4.2.1 Highway Networks
Based on the intuition that the learning capacity can be improved by increasing the network depth, Srivastava et al. in 2015, proposed a deep CNN, named as Highway Network [101]. The main problem concerned with deep Nets is slow training and convergence speed [136]. Highway Network exploited depth for learning enriched feature representation by introducing new cross-layer connectivity (discussed in Section 4.3.1.). Therefore, highway networks are also categorized into multi-path based CNN architectures. Highway Network with 50-layers showed better convergence rate than thin but deep architectures on ImageNet dataset [94], [95]. Srivastava et al. experimentally showed that performance of a plain Net decreases after adding hidden units beyond 10 layers [137]. Highway networks, on the other hand, were shown to converge significantly faster than the plain ones, even with depth of 900 layers.
4.2.2 ResNet
ResNet was proposed by He et al., which is considered as a continuation of deep Nets [31]. ResNet revolutionized the CNN architectural race by introducing the concept of residual learning in CNN and devised an efficient methodology for training of deep Nets. Similar to Highway Networks, it is also placed under the Multi-Path based CNNs, thus its learning methodology is discussed in Section 4.3.2. ResNet proposed 152-layers deep CNN, which won the 2015-ILSVRC competition. Architecture of the residual block of ResNet is shown in Fig. 7. ResNet, which was 20 and 8 times deeper than AlexNet and VGG respectively, showed less computational complexity than previously proposed Nets [21], [29]. He et al. empirically showed that ResNet with 50/101/152 layers has less error on image classification task than 34 layers plain Net. Moreover, ResNet gained 28% improvement on the famous image recognition benchmark dataset named as COCO [138]. Good performance of ResNet on image recognition and localization tasks showed that depth is of central importance for many visual recognition tasks.

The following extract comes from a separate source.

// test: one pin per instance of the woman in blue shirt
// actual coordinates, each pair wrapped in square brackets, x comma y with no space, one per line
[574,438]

4.2.3 Inception-V3, V4 and Inception-ResNet
Inception-V3, V4 and Inception-ResNet, are improved versions of Inception-V1 and V2 [33], [99], [100]. The idea of Inception-V3 was to reduce the computational cost of deeper Nets without affecting the generalization. For this purpose, Szegedy et al. replaced large size filters (5x5 and 7x7) with small and asymmetric filters (1x7 and 1x5) and used 1x1 convolution as a bottleneck prior to the large filters [100]. This makes the traditional convolution operation more like cross-channel correlation. In one of the previous works, Lin et al. exploited the potential of 1x1 filters in NIN architecture [57]. Szegedy et al. [100] used the same concept in an intelligent way. In Inception-V3, 1x1 convolutional operation was used, which maps the input data into 3 or 4 separate spaces that are smaller than the original input space, and then maps all correlations in these smaller 3D spaces, via regular 3x3 or 5x5 convolutions. In Inception-ResNet, Szegedy et al. combined the power of residual learning and inception block [31], [33]. In doing so, filter concatenation was replaced by the residual connection. Moreover, Szegedy et al. experimentally showed that Inception-V4 with residual connections (Inception-ResNet) has the same generalization power as plain Inception-V4 but with increased depth and width. However, they observed that Inception-ResNet converges more quickly than Inception-V4, which clearly depicts that training with residual connections accelerates the training of Inception networks significantly.
4.2.4 ResNext
ResNext, also known as Aggregated Residual Transform Network, is an improvement over the Inception Network [115]. Xie et al. exploited the concept of the split, transform and merge in a powerful but simple way by introducing a new term; cardinality [99]. Cardinality is an additional dimension, which refers to the size of the set of transformations [139], [140]. Inception network has not only improved learning capability of conventional CNNs but also makes a network resource effective. However, due to the use of diverse spatial embedding’s (such as use of 3x3, 5x5 and 1x1 filter) in the transformation branch, each layer needs to be customized separately. In fact, ResNext derives characteristic features from Inception, VGG, and ResNet [29], [31], [99]. ResNext utilized the deep homogenous topology of VGG and simplified GoogleNet architecture by fixing spatial resolution to 3x3 filters within the split, transform, and merge block. It also uses residual learning. Building block for ResNext is shown in Fig. 8. ResNext used multiple transformations within a split, transform and merge block and defined these transformations in terms of cardinality. Xie et al. (2017) showed that increase in cardinality significantly improves the performance. The complexity of ResNext was regulated by applying low embedding’s (1x1 filters) before 3x3 convolution. Whereas training was optimized by using skip connections [141].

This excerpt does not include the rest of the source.